Judge of the Oklahoma Court of Civil Appeals, District 6, Office 1
- Incumbent
- Assumed office 1998
- Appointed by: Frank Keating
- Preceded by: James Garrett

Staff Attorney for Judge Carl Jones
- In office 1993–1998

Personal details
- Born: November 6, 1953 (age 72) Enid, Oklahoma
- Spouse(s): Debra Sue Mitchell, MD
- Alma mater: University of Oklahoma College of Law
- Occupation: attorney, judge
- Profession: law

= E. Bay Mitchell =

American judge

E. Bay Mitchell, III (born November 6, 1953) is a judge on the Oklahoma Court of Civil Appeals, the intermediate appellate court in the state of Oklahoma. He represents District 6, Office 1. Governor Frank Keating appointed him to this position in 2002. and he was retained by voters in 2004, in 2006, and 2012. He was up for another retention election in 2018, at the end of his 6-year term.
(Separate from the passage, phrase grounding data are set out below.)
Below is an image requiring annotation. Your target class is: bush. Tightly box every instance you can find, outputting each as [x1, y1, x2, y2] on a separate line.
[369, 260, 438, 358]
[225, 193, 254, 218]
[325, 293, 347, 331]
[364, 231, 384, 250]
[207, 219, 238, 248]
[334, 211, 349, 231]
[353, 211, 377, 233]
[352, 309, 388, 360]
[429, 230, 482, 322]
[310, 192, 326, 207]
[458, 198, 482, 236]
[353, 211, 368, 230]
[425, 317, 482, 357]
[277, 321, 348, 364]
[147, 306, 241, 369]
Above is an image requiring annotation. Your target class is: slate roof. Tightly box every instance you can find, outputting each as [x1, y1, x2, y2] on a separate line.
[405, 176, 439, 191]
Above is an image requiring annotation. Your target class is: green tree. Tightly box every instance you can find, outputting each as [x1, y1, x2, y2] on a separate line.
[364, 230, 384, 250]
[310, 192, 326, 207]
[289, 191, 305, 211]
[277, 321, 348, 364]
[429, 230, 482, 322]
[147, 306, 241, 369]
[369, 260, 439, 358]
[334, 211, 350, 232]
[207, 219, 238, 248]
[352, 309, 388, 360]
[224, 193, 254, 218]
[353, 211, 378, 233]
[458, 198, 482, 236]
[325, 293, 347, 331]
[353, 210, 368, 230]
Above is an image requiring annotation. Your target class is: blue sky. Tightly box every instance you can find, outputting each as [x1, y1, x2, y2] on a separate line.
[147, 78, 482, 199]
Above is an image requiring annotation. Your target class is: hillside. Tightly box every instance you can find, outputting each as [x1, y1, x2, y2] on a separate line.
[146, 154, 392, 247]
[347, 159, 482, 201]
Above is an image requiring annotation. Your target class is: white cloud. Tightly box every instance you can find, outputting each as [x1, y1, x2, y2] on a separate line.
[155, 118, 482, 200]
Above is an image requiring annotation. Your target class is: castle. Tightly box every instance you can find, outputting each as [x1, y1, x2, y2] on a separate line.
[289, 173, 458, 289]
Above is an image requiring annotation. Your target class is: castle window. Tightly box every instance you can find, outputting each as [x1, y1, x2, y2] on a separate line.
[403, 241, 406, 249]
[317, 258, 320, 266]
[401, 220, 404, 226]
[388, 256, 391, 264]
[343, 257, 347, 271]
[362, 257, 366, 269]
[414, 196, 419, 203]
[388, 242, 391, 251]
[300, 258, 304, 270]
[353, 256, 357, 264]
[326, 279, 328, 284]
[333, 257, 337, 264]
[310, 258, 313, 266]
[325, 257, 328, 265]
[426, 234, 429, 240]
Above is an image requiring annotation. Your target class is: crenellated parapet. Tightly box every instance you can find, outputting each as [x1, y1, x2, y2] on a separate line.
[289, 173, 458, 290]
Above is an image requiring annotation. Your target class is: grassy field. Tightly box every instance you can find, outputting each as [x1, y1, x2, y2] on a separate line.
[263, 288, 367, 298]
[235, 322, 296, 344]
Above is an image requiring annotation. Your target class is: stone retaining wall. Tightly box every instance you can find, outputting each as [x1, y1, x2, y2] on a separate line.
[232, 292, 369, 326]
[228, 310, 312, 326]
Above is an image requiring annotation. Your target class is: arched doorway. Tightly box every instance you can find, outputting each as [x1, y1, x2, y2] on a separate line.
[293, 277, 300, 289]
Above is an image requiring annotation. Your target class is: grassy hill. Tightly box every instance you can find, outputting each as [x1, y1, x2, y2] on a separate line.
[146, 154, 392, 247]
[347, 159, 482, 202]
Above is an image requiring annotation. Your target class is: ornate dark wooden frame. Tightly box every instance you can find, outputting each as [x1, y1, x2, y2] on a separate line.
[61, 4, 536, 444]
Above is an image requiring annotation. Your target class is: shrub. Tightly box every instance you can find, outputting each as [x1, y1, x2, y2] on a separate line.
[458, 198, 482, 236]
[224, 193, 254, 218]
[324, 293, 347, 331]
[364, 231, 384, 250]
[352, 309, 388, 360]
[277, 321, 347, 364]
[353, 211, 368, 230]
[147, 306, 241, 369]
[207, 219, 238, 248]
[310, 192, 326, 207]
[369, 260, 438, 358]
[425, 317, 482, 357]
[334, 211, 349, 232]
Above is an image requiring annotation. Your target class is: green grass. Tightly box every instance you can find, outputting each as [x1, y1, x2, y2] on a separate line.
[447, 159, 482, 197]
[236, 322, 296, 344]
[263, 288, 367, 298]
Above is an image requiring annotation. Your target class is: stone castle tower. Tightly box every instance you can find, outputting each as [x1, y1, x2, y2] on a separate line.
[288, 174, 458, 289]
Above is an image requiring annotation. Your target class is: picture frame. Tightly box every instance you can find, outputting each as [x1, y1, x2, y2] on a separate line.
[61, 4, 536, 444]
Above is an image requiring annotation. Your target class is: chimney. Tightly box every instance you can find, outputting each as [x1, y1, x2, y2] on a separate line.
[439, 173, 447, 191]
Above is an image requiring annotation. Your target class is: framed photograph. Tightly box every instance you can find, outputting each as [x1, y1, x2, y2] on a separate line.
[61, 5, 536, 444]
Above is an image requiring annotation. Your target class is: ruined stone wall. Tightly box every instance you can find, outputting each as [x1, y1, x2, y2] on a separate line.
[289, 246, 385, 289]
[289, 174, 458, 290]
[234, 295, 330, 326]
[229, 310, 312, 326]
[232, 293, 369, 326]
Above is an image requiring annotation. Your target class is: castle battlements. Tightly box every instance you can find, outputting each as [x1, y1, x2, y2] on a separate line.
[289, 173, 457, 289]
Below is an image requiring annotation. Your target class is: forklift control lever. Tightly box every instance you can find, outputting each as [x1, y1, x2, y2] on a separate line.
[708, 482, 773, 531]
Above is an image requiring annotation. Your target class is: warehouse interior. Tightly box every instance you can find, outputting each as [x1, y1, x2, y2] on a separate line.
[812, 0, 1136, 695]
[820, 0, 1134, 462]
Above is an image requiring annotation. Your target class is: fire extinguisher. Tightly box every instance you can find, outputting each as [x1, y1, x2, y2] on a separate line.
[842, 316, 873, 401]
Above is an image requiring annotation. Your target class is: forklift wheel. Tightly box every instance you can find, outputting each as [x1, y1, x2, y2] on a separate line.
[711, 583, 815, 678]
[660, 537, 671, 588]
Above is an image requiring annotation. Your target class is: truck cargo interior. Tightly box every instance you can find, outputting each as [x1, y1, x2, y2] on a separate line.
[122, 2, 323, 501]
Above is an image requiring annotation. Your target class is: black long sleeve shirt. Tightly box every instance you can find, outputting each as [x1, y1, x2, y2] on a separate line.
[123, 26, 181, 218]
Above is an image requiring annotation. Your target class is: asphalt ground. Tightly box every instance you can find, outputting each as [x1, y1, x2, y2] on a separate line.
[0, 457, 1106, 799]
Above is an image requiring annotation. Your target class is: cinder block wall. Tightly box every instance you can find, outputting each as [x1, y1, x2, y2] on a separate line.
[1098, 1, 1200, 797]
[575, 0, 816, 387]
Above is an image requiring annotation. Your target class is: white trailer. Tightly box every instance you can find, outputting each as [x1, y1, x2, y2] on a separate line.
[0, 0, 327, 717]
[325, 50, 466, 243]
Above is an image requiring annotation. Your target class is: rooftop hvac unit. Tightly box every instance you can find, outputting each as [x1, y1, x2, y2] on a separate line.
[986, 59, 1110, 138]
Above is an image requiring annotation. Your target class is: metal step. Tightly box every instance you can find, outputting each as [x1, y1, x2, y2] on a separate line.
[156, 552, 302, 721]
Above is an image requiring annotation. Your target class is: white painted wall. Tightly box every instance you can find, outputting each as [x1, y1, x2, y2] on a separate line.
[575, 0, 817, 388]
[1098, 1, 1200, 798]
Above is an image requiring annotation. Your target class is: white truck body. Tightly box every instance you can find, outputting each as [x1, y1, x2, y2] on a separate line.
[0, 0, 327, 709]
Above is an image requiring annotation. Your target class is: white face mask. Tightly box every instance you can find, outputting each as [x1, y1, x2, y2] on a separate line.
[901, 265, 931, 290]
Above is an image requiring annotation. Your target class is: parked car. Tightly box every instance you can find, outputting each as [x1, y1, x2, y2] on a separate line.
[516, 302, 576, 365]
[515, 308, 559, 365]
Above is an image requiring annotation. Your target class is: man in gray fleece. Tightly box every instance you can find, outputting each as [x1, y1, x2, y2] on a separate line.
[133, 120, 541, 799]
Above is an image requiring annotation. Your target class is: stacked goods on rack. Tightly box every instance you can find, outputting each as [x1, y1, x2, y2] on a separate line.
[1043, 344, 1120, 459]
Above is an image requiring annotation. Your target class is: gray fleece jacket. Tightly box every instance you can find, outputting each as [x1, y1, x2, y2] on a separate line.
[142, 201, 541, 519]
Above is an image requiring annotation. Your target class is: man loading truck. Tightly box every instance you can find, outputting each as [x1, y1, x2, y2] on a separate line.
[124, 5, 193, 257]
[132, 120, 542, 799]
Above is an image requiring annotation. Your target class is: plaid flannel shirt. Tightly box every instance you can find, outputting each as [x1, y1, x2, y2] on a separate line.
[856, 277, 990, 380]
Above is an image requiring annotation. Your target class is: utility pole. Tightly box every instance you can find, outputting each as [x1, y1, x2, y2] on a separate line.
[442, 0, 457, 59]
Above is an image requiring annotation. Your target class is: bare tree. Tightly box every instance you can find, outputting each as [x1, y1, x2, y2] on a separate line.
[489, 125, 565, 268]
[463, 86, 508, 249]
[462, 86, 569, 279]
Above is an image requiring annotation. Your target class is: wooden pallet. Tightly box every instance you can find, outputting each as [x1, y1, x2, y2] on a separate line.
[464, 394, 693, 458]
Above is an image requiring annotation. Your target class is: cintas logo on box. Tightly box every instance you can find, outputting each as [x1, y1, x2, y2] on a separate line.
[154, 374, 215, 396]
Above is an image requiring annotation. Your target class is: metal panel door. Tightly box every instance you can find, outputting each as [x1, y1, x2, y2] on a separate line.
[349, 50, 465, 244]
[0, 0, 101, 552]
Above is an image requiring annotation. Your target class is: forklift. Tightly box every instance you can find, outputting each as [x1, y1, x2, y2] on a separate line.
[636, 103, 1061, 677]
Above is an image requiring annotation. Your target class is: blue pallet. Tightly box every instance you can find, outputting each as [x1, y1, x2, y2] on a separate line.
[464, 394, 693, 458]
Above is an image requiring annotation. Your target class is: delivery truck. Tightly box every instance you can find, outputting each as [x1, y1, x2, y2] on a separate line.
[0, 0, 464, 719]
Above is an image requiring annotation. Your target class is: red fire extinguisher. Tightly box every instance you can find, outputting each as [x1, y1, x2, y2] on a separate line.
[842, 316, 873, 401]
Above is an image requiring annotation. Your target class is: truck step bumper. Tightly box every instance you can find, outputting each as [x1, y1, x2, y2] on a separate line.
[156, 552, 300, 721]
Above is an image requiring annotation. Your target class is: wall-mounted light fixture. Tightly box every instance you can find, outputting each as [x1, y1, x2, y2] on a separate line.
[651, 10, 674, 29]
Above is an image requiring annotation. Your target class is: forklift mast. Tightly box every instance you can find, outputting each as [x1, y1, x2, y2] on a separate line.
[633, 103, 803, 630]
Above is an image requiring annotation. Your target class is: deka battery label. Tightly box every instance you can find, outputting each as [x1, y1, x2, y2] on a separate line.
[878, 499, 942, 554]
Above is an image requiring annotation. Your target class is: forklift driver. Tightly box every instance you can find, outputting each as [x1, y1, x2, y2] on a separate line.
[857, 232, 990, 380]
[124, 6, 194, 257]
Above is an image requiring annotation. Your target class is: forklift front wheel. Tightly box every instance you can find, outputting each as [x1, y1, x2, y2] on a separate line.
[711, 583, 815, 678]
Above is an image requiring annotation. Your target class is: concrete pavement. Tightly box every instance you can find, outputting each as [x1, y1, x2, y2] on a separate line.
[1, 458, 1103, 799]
Mitchell will again appear on the ballot for judge retention in the 2024 general election.

==Biography==
Mitchell was born on November 6, 1953, and he grew up in Enid, Oklahoma. He received his bachelor's degree from the University of Oklahoma in 1976 and his J.D. degree from the University of Oklahoma College of Law in 1979. He and his wife Debra have three children.

==Legal career==
After law school in 1979, Mitchell began his legal career as a private practice lawyer in Enid and Oklahoma City. In 1993, he became a staff attorney for Judge Carl Jones of the Oklahoma Court of Civil Appeals. He worked in this capacity until Governor Frank Keating appointed him to the Court of Appeals in 2002, filling the District 6 vacancy left by the retirement of Judge James Garrett. In 2009, Mitchell served for one year as Chief Judge.